—¡Pues sí, el cariño! —afirmó ella con toda la efusión de su alma—. ¿Cómo no han de preferir a aquella persona que más les quiere?

—¡Aquella persona que más les quiere! —repetí como quien no entiende lo que oye.

—Claro. ¿Le ha de querer nadie tanto como yo? —dijo con naturalidad, al par que con fuerza, la esposa.
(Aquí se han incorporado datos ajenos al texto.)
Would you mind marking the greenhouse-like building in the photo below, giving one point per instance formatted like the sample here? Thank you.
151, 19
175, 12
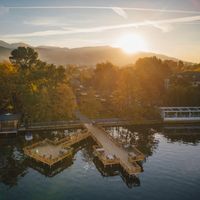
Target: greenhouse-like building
180, 113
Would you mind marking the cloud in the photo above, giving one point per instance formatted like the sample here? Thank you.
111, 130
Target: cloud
66, 30
120, 12
4, 10
45, 22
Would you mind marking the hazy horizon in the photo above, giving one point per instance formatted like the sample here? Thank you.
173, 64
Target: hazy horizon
163, 27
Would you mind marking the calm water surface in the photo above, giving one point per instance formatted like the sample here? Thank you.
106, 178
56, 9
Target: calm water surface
171, 170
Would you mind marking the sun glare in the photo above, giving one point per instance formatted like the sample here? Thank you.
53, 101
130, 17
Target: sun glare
132, 43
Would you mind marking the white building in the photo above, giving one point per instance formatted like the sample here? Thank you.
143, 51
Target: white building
170, 114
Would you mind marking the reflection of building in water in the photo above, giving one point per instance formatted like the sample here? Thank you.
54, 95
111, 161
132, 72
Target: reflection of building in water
131, 181
185, 134
9, 123
178, 114
47, 171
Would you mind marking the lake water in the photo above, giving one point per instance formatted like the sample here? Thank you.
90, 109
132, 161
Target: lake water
171, 169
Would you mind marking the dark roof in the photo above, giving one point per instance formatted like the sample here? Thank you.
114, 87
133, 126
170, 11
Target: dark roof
9, 117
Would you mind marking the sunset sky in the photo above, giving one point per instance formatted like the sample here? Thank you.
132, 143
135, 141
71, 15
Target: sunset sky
164, 26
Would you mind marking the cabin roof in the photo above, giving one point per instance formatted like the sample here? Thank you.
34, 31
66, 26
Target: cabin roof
9, 117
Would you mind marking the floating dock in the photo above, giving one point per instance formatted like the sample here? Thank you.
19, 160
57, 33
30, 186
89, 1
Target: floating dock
108, 151
112, 153
51, 152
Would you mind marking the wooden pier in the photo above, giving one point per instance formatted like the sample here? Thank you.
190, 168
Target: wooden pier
112, 153
108, 151
51, 152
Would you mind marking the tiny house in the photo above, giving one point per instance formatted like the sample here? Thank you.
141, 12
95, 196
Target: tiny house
9, 123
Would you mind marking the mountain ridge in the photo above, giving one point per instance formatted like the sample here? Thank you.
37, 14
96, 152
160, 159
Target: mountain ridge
82, 55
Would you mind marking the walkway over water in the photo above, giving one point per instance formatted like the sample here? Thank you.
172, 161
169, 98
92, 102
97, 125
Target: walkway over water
112, 149
114, 153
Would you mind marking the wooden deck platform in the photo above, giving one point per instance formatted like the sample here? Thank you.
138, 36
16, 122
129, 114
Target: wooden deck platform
107, 150
111, 153
51, 152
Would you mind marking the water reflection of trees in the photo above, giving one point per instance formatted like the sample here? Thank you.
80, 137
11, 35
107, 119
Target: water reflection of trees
141, 138
14, 165
182, 134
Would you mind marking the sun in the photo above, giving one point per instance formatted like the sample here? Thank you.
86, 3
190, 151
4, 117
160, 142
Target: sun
132, 43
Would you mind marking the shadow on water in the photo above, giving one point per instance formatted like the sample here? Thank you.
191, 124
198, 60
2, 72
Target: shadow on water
107, 171
14, 164
184, 134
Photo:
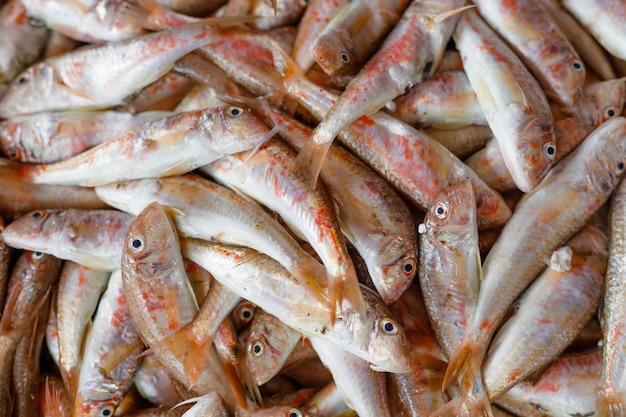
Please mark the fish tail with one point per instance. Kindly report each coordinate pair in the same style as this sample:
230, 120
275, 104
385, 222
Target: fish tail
309, 273
308, 163
610, 404
464, 365
187, 346
70, 379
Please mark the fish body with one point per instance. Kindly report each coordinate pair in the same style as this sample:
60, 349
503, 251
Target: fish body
543, 220
514, 104
167, 146
93, 238
102, 76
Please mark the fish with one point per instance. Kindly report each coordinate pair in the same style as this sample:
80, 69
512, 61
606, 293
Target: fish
207, 210
354, 34
163, 147
93, 238
78, 295
534, 36
398, 65
160, 298
584, 179
265, 176
45, 138
602, 19
514, 104
111, 355
261, 280
74, 80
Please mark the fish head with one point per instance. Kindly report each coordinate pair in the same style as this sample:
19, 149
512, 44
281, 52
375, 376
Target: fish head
23, 95
33, 230
396, 266
604, 156
601, 101
335, 52
452, 216
233, 129
151, 246
535, 151
382, 334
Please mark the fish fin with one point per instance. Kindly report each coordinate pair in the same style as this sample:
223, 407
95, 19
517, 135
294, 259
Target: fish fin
309, 273
191, 350
443, 16
464, 364
9, 307
308, 164
610, 404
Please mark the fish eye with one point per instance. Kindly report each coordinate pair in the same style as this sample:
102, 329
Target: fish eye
409, 267
106, 411
136, 244
294, 412
258, 349
235, 111
549, 149
389, 326
610, 112
441, 210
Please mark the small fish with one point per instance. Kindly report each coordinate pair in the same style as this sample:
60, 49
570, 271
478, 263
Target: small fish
514, 104
92, 238
543, 220
376, 337
603, 19
110, 357
76, 80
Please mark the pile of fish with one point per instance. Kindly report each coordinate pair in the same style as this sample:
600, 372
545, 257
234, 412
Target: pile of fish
326, 208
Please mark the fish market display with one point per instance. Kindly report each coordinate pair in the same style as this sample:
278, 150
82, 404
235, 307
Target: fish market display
181, 235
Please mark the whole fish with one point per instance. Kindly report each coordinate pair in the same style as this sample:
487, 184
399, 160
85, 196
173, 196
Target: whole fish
265, 175
163, 147
446, 101
354, 33
102, 76
550, 313
269, 344
375, 337
92, 238
603, 19
398, 65
542, 221
364, 389
111, 354
515, 106
536, 39
213, 212
414, 164
77, 297
160, 298
51, 137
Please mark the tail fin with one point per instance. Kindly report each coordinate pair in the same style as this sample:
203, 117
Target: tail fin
465, 363
610, 404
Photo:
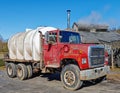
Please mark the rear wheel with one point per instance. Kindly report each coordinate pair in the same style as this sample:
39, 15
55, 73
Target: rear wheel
22, 71
11, 69
30, 71
70, 77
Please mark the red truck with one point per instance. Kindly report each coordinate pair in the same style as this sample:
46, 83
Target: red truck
48, 49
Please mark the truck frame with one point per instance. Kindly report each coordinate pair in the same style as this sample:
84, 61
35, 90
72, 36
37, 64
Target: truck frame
62, 51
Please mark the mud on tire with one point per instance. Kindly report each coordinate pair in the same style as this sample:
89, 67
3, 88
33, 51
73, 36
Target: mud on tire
11, 69
22, 71
30, 71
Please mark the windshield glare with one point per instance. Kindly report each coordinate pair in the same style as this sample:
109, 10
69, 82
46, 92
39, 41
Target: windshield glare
69, 37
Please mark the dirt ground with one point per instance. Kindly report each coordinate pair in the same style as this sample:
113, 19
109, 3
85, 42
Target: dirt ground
50, 83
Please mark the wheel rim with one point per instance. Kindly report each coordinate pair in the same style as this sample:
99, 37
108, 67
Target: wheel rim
69, 78
10, 70
19, 72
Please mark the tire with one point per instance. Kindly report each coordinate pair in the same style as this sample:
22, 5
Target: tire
22, 71
30, 71
70, 77
11, 69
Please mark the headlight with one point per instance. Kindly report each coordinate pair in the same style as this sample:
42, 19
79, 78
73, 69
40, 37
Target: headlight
84, 60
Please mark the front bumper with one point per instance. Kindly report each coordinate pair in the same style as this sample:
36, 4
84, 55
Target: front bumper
94, 73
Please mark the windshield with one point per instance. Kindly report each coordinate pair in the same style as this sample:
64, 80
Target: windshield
69, 37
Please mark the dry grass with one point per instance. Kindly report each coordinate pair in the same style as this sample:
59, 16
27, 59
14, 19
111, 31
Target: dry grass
114, 74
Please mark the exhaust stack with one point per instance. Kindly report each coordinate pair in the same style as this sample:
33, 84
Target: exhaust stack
68, 19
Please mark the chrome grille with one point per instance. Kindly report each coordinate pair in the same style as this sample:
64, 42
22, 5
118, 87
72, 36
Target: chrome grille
96, 56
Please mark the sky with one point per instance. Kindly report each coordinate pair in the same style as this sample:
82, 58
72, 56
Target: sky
17, 15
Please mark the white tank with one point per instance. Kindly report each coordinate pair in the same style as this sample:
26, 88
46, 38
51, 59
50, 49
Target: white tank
26, 45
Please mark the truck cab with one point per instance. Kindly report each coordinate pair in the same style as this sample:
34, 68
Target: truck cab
57, 50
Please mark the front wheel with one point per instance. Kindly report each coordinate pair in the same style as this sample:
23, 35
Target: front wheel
11, 69
70, 77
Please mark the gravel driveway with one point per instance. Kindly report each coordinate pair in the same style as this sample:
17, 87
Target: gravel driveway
50, 83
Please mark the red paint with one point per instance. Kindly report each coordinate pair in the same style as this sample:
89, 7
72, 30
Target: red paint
55, 53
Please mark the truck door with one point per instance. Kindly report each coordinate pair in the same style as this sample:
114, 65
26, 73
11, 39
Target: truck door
51, 49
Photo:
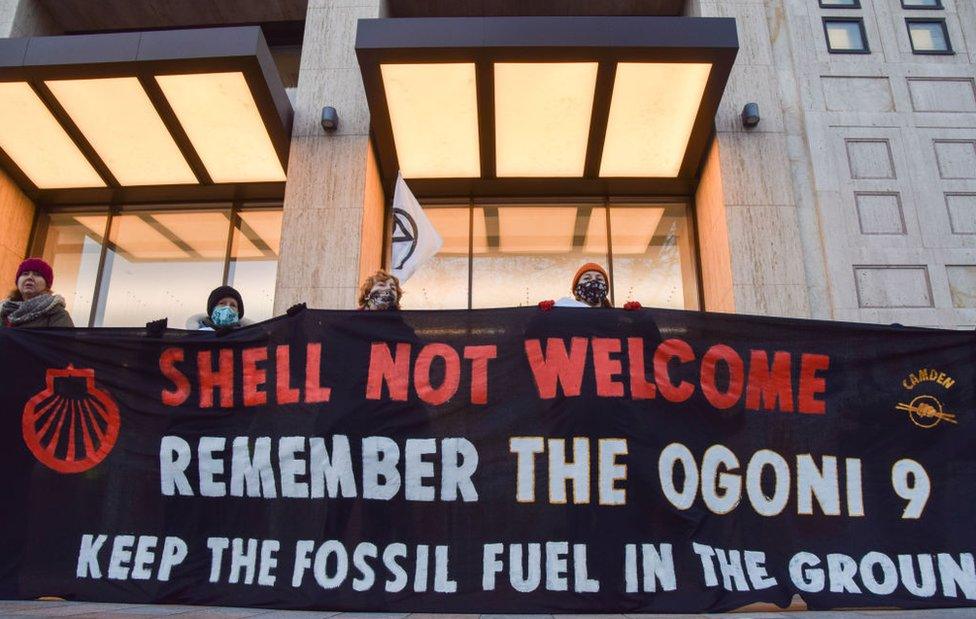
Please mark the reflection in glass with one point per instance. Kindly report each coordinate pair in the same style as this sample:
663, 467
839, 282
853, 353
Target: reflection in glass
532, 253
653, 256
162, 263
73, 246
254, 260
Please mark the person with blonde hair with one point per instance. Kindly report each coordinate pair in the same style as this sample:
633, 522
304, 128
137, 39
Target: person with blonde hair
380, 291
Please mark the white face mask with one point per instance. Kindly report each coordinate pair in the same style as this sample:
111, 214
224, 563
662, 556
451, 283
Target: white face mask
593, 292
224, 315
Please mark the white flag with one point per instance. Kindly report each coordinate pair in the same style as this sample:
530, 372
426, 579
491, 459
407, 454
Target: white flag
414, 238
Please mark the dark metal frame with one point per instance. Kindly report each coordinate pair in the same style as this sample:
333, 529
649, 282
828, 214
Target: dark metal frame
864, 35
937, 7
145, 55
854, 4
483, 41
948, 51
233, 210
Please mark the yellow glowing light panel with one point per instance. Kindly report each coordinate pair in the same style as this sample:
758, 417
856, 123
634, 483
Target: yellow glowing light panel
434, 113
224, 125
32, 137
652, 113
118, 119
542, 117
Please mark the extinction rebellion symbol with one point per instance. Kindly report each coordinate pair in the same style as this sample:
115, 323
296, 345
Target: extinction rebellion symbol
71, 425
404, 231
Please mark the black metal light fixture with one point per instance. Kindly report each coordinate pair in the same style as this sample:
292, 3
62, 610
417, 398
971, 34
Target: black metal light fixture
750, 115
330, 118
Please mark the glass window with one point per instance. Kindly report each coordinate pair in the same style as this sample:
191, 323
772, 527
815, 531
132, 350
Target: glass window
929, 36
653, 256
160, 262
253, 264
522, 254
72, 245
532, 252
845, 36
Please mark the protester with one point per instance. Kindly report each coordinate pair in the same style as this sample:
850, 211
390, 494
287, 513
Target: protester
380, 291
32, 305
225, 311
590, 288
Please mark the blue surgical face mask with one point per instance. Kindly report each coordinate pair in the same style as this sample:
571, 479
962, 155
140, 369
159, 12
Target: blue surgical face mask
224, 315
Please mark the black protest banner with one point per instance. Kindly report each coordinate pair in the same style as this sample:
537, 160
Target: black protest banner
492, 461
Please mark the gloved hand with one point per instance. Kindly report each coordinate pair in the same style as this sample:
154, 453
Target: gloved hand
156, 328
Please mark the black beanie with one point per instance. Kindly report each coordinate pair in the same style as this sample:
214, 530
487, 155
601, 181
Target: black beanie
220, 293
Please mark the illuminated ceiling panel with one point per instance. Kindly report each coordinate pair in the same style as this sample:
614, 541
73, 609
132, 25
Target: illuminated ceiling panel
652, 113
544, 106
118, 119
37, 144
542, 117
434, 113
221, 119
154, 116
519, 229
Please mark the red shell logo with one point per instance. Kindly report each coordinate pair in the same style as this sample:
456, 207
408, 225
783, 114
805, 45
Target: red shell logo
72, 425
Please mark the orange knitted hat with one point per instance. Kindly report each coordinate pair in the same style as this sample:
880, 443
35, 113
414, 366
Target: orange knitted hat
589, 266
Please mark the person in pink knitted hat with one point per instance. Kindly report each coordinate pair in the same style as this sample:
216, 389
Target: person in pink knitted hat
32, 305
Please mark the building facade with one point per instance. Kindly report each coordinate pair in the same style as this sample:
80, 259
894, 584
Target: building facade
853, 198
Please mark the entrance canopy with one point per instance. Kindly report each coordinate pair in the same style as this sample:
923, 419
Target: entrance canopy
181, 114
532, 106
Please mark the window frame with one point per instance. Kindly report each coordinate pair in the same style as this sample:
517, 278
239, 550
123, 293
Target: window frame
855, 4
864, 35
233, 207
606, 202
937, 7
948, 51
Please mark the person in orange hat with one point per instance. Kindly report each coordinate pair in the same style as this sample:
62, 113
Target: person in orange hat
590, 288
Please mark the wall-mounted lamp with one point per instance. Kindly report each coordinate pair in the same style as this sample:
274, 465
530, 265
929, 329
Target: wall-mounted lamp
750, 115
330, 118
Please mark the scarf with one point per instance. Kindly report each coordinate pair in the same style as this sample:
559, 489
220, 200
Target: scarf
19, 312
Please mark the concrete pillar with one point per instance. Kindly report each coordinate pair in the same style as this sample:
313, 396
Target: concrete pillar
751, 172
17, 215
333, 209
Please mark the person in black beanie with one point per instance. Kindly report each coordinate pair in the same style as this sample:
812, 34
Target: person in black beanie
225, 311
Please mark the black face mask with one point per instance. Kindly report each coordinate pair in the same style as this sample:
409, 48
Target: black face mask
592, 292
381, 300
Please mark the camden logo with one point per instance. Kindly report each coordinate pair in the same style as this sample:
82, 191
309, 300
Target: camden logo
71, 425
925, 409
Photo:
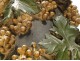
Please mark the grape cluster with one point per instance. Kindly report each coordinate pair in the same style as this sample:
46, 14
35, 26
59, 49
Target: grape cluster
7, 40
47, 10
28, 52
2, 6
72, 14
21, 25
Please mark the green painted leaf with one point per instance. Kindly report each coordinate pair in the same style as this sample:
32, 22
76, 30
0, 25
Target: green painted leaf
27, 6
62, 47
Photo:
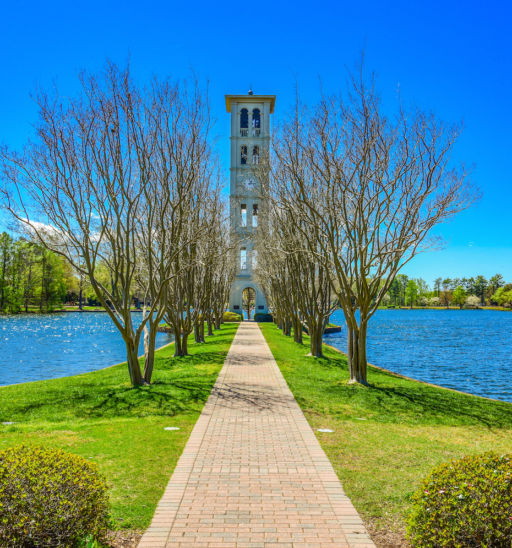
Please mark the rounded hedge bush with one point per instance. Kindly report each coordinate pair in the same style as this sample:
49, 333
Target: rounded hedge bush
464, 503
50, 498
262, 317
232, 317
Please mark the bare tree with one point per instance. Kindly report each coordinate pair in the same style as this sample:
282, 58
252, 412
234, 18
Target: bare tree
373, 187
93, 188
297, 283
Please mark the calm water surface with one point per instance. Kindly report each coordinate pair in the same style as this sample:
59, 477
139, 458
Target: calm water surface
35, 347
469, 350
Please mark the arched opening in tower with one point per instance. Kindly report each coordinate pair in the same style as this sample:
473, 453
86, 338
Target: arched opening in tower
248, 302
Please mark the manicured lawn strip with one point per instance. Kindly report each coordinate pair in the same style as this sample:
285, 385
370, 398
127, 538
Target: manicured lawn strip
386, 437
101, 417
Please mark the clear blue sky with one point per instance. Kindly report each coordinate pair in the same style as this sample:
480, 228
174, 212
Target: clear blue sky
454, 58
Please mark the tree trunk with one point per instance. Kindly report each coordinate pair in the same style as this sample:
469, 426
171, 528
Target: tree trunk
297, 331
149, 354
184, 344
197, 333
177, 344
133, 364
358, 365
287, 328
315, 339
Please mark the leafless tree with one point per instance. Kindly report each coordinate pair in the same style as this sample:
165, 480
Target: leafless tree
99, 186
296, 282
373, 187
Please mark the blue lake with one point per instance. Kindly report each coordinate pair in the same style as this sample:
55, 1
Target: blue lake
35, 347
469, 350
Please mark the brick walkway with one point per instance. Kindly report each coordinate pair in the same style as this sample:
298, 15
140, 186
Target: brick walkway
253, 473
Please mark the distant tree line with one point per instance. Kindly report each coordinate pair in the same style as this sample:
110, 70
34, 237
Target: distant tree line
31, 276
123, 184
461, 292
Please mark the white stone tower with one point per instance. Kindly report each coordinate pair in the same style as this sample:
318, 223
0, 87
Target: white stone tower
250, 136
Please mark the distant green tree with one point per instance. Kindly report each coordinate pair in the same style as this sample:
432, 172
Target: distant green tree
411, 293
394, 292
423, 288
480, 287
459, 296
437, 285
495, 282
446, 295
503, 296
5, 261
402, 284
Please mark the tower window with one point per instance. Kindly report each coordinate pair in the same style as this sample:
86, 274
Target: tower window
244, 118
254, 215
256, 122
243, 214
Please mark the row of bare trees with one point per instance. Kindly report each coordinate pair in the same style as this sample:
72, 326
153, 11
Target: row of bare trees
123, 177
353, 197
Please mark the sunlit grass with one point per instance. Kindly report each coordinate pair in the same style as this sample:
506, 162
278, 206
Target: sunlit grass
101, 417
389, 435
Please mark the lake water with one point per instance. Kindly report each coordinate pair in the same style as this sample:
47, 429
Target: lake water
35, 347
469, 350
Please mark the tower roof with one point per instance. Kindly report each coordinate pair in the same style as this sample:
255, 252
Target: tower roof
250, 99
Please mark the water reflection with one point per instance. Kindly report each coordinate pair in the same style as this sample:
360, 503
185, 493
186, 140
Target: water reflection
46, 346
469, 350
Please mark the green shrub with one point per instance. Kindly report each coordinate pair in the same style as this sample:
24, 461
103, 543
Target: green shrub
464, 503
261, 317
50, 498
231, 317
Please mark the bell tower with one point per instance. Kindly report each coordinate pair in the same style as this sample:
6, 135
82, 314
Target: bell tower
250, 136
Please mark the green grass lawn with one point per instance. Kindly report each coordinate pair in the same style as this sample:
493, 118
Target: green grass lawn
388, 436
102, 418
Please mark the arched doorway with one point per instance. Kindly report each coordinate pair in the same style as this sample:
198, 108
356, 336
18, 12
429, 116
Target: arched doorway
248, 302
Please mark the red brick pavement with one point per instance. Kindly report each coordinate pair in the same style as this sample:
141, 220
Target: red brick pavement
253, 473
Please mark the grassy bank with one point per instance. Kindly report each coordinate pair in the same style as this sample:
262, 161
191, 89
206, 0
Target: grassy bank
388, 436
101, 417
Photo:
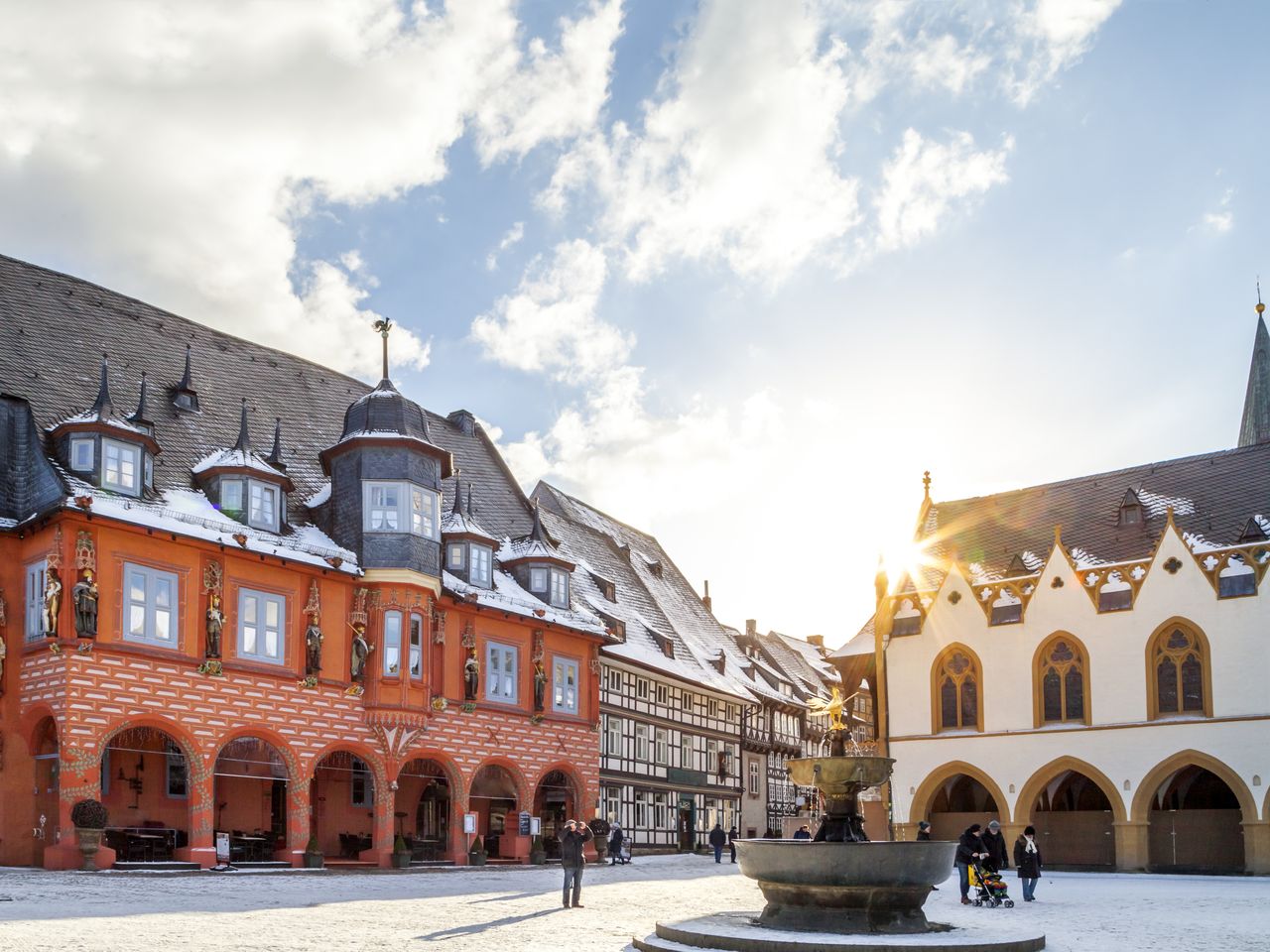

Sentí un dolor al lado izquierdo, cual si me taladrasen las telillas del corazón con taladro muy fino, fenómeno que siempre he notado cuando un desengaño me hiere o siento profundamente mortificado mi amor propio. Y con agitada respiración, supliqué:

—Carmen, no me engañes. Las mentiras, por generosas y nobles que sean, manchan la boca. Tú no puedes mentir, porque siempre fuiste para mí la verdad personificada. Como si nos oyese Dios...

—Ya nos oye —declaró ella con hermosa solemnidad.

—Pues porque nos oye... contesta: ¿es verdad eso de que quieres a tu marido?

—Más que he querido a nadie en este mundo.

Sentí la puñalada, y en vez de un grito, arrojé secamente esta insigne vulgaridad:

—Pues, hija, no lo comprendo. Pero que aproveche.